Elinor: Well, I don’t see the human as hopeless. There’s a general tendency to presume people just act for short-term profit. But anyone who knows about small-town businesses and how people in a community relate to one another realizes that many of those decisions are not just for profit and that humans do try to organize and solve problems.

If you are in a fishery or have a pasture and you know your family’s long-term benefit is that you don’t destroy it, and if you can talk with the other people who use that resource, then you may well figure out rules that fit that local setting and organize to enforce them. But if the community doesn’t have a good way of communicating with each other or the costs of self-organization are too high, then they won’t organize, and there will be failures.

Fran: So, are you saying that Hardin is sometimes right?

Elinor: Yes. People say I disproved him, and I come back and say “No, that’s not right. I’ve not disproved him. I’ve shown that his assertion that common property will always be degraded is wrong.” But he was addressing a problem of considerable significance that we need to take seriously. It’s just that he went too far. He said people could never manage the commons well.

At the Workshop we’ve done experiments where we create an artificial form of common property such as an imaginary fishery or pasture, and we bring people into a lab and have them make decisions about that property. When we don’t allow any communication among the players, then they overharvest [the commons]. But when people can communicate, particularly on a face-to-face basis, and say, “Well, gee, how about if we do this? How about we do that?” Then they can come to an agreement.

Fran: But what about the “free-rider” problem where some people abide by the rules and some people don’t? Won’t the whole thing fall apart?

Elinor: Well if the people don’t communicate and get some shared norms and rules, that’s right, you’ll have that problem. But if they get together and say, “Hey folks, this is a project that we’re all going to have to contribute to. Now, let’s figure it out,” they can make it work. For example, if it’s a community garden, they might say, “Do we agree every Saturday morning we’re all going to go down to the community garden, and we’re going to take roll and we’re going to put the roll up on a bulletin board?” A lot of communities have figured out subtle ways of making everyone contribute, because if they don’t, those people are noticeable.

Fran: So public shaming and public honoring are one key to managing the commons?

Elinor: Shaming and honoring are very important. We don’t have as much of an understanding of that. There are scholars who understand that, but that’s not been part of our accepted way of thinking about collective action.

Fran: Do you have a favorite example of where people have been able to self-organize to manage property in common?

Elinor: One that I read early on that just unglued me because I wasn’t expecting it was the work of Robert Netting, an anthropologist who had been studying the alpine commons for a very long time. He studied Swiss peasants and then studied in Africa too. He was quite disturbed that people were saying that Africans were primitive because they used common property so frequently and they didn’t know about the benefits of private property. The implication was we’ve got to impose private property rules on them. Netting said, “Are the Swiss peasants stupid? They use common property also.”

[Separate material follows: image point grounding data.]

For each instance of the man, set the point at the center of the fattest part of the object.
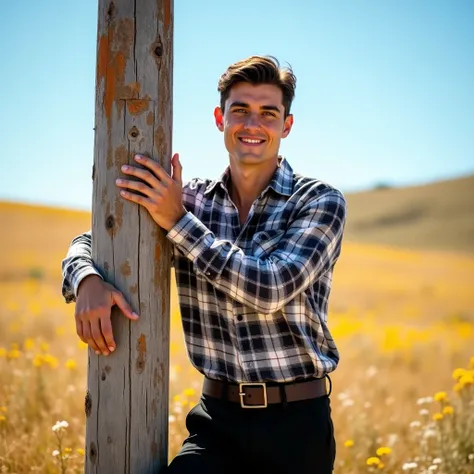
(254, 253)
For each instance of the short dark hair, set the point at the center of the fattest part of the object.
(259, 70)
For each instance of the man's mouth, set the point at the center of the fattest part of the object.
(251, 141)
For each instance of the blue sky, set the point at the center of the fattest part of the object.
(384, 94)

Let’s think about this a bit. In the valleys, they use private property, while up in the alpine areas, they use common property. So the same people know about private property and common property, but they choose to use common property for the alpine areas. Why? Well, the alpine areas are what Netting calls “spotty.” The rainfall is high in one section one year, and the snow is great, and it’s rich. But the other parts of the area are dry. Now if you put fences up for private property, then Smith’s got great grass one year he can’t even use it all and Brown doesn’t have any. So, Netting argued, there are places where it makes sense to have an open pasture rather than a closed one. Then he gives you a very good idea of the wide diversity of the particular rules that people have used for managing that common land."
(https://www.shareable.net/no-panaceas-elinor-ostrom-talks-with-fran-korten/)

No Optimal Solutions

"Given the complexity and changing nature of the problems involved in coping with climate change, there are no “optimal” solutions for making substantial reductions in the level of greenhouse gases emitted into the atmosphere. A major reduction in emissions is definitely needed, however. The advantage of a multi-scale approach is that it encourages experimental efforts at multiple levels, as well as the development of methods for assessing the benefits and costs of particular strategies adopted in one type of ecosystem and comparing these with results obtained in other ecosystems. A strong commitment to finding ways of reducing individual emissions is an important element for coping with climate change. Building such a commitment, and the trust that others are also taking responsibility, can be more effectively undertaken in small- to medium-scale governance units that are linked through information networks and monitoring at all levels." Ostrom, E. A Multi-Scale Approach to Coping with Climate Change and Other Collective Action Problems. http://www.thesolutionsjournal.com/node/565/cite "

Discussion

Anticapitalist Critique of Ostrom's work on the commons

Summary by Sophie Ball:

"Elinor Ostrom is perhaps the most celebrated pioneer of work around the commons in the mainstream, receiving the Nobel Prize in Economic Sciences in 2009 ‘for her analysis of economic governance, especially the commons'. She is recognised by Caffentzis as ‘the major theorist of the capitalist use of the commons’ (Caffentzis 2010:30), and by Federici as ‘the leading voice in this field’ (Federici 2011). Federici includes Ostrom’s award in a list of indicators that ‘a re-valorization of the commons has become trendy among mainstream economists and capitalist planners’ (Ibid). The ‘adaption of the idea of the commons to market interests’ is evident in ‘the language of the commons (that) has been appropriated by the World Bank and the United Nations’, while we also ‘witness the growing academic literature on the subject and its cognates: social capital, gift economies, altruism.’ She notes that even The Economist ‘cautiously joined the chorus’ in an article in its July 21, 2008 issue. Like Caffentzis, she argues that the commons is being used to save capitalism from itself, for capitalist planners ‘have also recognised that, carried to the extreme, the commodification of social relations has self-defeating consequences.’ They have recognised that the commons continue to provide capitalist accumulation with a source for ‘the free appropriation of immense quantities of labour and resources that must appear as externalities of the market’ and therefore embrace the commons."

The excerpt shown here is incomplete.